If you've worked in `SQL` you'll know bout the `BETWEEN` keyword that allows you to filter rows where a certain column has values that lie in between two values. There is something very similar to that in pandas:

In [None]:
import pandas as pd

chickweight = (
    pd.read_csv('data/chickweight.csv')
    .rename(columns=str.lower)
)

chickweight.head()

Imagine there was a task that required to only analyse days 8 - 12 (column: `time`). This data could be filtered using two separate filters, one for values *above 8* and one for values *below 12*:

In [None]:
(
    chickweight
    .loc[lambda df: df['time'] >= 8]
    .loc[lambda df: df['time'] <= 12]
)

This result can be achieved in a simpler way, in one line. 

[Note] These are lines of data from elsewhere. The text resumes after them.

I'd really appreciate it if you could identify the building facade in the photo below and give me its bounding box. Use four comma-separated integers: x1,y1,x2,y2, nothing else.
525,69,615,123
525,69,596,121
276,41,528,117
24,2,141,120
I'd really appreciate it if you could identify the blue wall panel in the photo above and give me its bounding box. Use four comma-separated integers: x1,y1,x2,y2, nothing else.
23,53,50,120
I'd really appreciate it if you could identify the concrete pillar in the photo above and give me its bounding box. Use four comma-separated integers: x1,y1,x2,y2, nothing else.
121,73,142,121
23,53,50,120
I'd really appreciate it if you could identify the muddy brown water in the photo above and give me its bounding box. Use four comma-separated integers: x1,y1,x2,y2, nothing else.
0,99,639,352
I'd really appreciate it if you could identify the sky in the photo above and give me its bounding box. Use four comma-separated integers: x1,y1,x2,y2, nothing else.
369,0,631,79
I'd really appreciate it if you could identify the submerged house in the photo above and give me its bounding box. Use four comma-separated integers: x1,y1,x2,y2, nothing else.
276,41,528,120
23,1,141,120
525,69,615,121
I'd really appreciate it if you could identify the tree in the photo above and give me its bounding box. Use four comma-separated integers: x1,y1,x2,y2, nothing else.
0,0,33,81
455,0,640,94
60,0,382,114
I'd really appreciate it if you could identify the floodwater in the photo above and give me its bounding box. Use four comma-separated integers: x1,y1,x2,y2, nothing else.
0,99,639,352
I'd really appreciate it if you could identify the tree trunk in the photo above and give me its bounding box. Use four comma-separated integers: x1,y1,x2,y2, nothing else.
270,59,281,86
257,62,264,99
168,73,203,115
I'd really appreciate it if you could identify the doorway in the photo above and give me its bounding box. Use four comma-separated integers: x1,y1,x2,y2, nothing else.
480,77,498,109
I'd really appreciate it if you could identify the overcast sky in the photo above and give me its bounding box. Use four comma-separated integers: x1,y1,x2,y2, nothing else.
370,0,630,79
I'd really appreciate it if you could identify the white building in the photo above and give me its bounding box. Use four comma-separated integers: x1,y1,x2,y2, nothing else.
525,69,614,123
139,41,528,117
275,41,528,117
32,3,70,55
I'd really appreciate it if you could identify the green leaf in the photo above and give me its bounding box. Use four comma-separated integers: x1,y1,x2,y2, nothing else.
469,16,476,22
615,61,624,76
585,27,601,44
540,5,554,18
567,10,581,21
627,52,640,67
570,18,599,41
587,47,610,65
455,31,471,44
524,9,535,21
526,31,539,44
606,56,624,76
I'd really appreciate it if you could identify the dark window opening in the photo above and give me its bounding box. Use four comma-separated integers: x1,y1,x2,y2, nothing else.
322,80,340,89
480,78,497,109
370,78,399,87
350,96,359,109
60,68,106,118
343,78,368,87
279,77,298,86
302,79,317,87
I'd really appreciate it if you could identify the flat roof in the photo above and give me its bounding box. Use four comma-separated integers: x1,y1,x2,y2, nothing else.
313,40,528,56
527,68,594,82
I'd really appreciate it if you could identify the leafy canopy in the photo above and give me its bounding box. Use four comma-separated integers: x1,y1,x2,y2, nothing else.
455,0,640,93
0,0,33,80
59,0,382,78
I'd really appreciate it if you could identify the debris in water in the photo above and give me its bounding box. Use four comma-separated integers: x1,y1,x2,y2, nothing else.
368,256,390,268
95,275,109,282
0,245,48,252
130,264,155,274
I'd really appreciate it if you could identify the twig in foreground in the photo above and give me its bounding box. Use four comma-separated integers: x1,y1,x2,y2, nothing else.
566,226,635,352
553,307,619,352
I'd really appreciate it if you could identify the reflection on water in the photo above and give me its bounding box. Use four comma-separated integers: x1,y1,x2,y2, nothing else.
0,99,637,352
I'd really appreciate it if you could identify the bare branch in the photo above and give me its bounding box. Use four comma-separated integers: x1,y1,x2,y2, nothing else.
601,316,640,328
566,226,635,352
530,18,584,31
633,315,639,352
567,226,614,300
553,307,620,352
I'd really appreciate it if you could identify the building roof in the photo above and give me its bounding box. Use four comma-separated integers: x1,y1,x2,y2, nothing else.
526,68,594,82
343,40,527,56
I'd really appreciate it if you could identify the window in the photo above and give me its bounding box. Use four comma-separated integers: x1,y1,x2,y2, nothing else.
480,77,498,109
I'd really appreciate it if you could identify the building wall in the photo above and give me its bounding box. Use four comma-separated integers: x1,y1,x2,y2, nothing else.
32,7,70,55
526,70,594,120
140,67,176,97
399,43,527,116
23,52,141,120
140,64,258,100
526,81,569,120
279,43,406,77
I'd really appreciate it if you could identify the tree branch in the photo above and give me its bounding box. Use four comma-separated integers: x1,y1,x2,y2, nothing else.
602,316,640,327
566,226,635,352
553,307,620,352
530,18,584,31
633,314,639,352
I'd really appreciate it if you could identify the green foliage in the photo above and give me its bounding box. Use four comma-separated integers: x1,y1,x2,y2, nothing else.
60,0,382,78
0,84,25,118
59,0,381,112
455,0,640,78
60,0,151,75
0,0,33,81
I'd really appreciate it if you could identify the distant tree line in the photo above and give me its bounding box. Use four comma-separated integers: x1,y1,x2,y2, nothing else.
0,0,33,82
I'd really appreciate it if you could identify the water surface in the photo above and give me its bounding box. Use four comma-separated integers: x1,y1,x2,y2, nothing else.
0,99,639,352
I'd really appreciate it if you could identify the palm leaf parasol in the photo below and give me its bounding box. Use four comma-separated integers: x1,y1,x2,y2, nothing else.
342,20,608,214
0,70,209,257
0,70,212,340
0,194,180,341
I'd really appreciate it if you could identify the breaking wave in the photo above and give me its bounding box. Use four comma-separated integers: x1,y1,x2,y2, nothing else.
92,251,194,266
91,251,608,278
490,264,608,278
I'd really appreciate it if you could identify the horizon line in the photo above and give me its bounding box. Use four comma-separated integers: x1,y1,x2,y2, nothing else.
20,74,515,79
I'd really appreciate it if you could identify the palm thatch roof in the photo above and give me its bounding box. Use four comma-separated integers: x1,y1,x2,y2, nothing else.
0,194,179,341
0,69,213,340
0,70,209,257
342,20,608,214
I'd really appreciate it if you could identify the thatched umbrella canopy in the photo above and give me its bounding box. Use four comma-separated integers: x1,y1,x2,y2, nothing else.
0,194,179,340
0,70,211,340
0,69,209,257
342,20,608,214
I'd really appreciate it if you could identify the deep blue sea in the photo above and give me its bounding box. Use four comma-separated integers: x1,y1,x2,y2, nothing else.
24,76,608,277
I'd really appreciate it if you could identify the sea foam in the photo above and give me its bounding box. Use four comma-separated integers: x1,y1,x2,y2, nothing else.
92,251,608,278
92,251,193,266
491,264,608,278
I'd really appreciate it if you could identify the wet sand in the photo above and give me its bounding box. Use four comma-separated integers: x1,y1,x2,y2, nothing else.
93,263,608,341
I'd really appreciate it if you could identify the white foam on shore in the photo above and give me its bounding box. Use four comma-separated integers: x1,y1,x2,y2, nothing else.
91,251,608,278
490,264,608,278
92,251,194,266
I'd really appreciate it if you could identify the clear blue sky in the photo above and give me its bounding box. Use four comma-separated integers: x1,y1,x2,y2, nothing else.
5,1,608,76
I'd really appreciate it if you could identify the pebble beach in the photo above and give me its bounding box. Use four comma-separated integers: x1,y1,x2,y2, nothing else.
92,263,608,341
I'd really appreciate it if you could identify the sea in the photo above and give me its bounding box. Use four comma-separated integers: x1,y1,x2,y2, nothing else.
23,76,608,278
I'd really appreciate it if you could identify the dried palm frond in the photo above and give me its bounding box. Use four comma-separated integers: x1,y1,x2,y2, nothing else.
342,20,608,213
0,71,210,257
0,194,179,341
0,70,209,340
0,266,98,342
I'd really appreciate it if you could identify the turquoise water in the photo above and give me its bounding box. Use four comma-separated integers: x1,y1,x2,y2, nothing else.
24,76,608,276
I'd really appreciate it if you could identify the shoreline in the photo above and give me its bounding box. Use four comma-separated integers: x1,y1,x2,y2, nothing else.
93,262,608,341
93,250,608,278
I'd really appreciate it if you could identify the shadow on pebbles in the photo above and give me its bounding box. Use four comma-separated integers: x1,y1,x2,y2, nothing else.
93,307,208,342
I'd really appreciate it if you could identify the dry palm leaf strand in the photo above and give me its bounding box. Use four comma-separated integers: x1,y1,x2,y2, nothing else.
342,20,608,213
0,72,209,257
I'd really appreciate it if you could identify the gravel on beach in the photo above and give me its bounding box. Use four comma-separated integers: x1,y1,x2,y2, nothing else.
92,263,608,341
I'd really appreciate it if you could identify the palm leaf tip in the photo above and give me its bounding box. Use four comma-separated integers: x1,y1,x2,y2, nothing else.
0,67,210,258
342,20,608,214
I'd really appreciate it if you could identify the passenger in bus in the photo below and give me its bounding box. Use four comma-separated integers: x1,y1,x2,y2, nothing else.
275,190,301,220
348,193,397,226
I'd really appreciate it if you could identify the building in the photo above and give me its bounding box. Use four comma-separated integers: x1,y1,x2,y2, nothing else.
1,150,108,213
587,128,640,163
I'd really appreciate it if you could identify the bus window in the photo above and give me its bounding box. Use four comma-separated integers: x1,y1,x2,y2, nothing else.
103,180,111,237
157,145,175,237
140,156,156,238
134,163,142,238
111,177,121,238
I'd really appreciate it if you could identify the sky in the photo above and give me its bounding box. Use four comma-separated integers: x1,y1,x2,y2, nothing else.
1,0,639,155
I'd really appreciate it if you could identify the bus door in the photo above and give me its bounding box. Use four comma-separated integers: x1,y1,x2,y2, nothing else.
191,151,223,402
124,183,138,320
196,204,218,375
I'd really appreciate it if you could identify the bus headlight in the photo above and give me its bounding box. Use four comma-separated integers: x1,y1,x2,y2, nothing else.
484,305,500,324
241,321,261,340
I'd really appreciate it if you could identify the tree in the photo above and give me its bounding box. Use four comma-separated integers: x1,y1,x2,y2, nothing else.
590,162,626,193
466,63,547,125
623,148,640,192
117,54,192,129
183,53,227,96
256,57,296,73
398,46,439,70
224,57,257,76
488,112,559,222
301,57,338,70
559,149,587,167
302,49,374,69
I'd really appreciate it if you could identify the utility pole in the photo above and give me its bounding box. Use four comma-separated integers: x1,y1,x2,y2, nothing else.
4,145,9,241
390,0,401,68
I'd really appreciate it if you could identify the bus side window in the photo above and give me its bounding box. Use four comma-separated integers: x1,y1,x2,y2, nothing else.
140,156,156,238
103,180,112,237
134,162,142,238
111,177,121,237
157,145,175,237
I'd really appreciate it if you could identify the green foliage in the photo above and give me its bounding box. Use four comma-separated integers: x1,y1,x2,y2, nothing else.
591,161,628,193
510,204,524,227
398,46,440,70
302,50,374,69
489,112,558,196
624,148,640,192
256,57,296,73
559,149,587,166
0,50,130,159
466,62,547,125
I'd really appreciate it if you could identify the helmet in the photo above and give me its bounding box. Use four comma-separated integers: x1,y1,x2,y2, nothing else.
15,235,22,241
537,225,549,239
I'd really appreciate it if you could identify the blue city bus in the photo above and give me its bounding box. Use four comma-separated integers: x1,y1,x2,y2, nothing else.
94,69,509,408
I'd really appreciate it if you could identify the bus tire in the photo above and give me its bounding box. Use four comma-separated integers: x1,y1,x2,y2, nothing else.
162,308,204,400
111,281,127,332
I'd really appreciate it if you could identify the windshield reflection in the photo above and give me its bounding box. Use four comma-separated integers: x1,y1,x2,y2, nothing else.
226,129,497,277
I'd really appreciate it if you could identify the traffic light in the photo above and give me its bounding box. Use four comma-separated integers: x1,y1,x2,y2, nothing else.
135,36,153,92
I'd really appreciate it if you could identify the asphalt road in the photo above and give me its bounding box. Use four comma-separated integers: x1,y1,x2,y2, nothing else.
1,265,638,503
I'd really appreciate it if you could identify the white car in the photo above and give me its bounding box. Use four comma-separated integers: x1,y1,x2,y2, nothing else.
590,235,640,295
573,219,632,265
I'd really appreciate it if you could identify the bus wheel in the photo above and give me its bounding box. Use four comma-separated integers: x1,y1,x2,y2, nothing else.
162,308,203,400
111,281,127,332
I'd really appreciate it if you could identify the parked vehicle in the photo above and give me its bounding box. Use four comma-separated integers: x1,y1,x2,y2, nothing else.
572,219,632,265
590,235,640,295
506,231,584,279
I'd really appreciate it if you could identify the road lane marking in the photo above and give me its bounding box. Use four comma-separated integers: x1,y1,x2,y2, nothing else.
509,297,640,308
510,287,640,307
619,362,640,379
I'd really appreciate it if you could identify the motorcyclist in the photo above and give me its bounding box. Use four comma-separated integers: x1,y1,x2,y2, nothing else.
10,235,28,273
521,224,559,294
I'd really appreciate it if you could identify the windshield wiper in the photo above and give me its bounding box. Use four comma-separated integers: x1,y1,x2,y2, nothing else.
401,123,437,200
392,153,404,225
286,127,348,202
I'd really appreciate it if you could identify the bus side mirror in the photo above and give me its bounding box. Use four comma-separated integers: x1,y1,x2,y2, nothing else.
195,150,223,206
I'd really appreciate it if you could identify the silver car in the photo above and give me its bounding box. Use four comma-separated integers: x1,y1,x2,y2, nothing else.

Unfortunately it is not as simple as writing greater than & less than on one line. This for example will not work:

In [None]:
# (
#     chickweight
#     .loc[lambda df: 8 <= df['time'] <= 12]
# )

Instead, a method can be used:

In [None]:
(
    chickweight
    .loc[lambda df: df['time'].between(8, 12)]
)

Note that in the above example, (and so far), the filter is inclusive of the upper and lower bound, which can be seen using the unique method on the time column:

In [None]:
(
    chickweight
    .loc[lambda df: df['time'].between(8, 12)]
    ['time'].unique()
)

In the initial example with two filters, you could change the operators from **less than or equal** to **less than** (`<` instead of `<=`).



In [None]:
(
    chickweight
    .loc[lambda df: df['time'] > 8]
    .loc[lambda df: df['time'] < 12]
)

With the `.between()` method, you can specify with the parameter `inclusive=`.

The options are:
- `'both'` (default)
- `'neither'`
- `'left'`
- `'right'`

In [None]:
(
    chickweight
    .loc[lambda df: df['time'].between(8, 12, inclusive='neither')]
)

### <mark>Exercise: Try it out!</mark>

Try changing the parameter value (`'neither'`) to the values above - does the output look as you expect?

In [None]:
(
    chickweight
    .loc[lambda df: df['time'].between(8, 12, inclusive='neither')]
)

# Conclusion

You now know the between method, which can be used when filtering a column to return the rows where the values are between two specified values.

The between method can be used on the column - eg. `df['column'].between(n1, n2)` - inside the `.loc[]` indexer.

You can also include the parameter `inclusive=` which takes the values `'both'` (default), `'neither'`, `'left'`, `'right'`.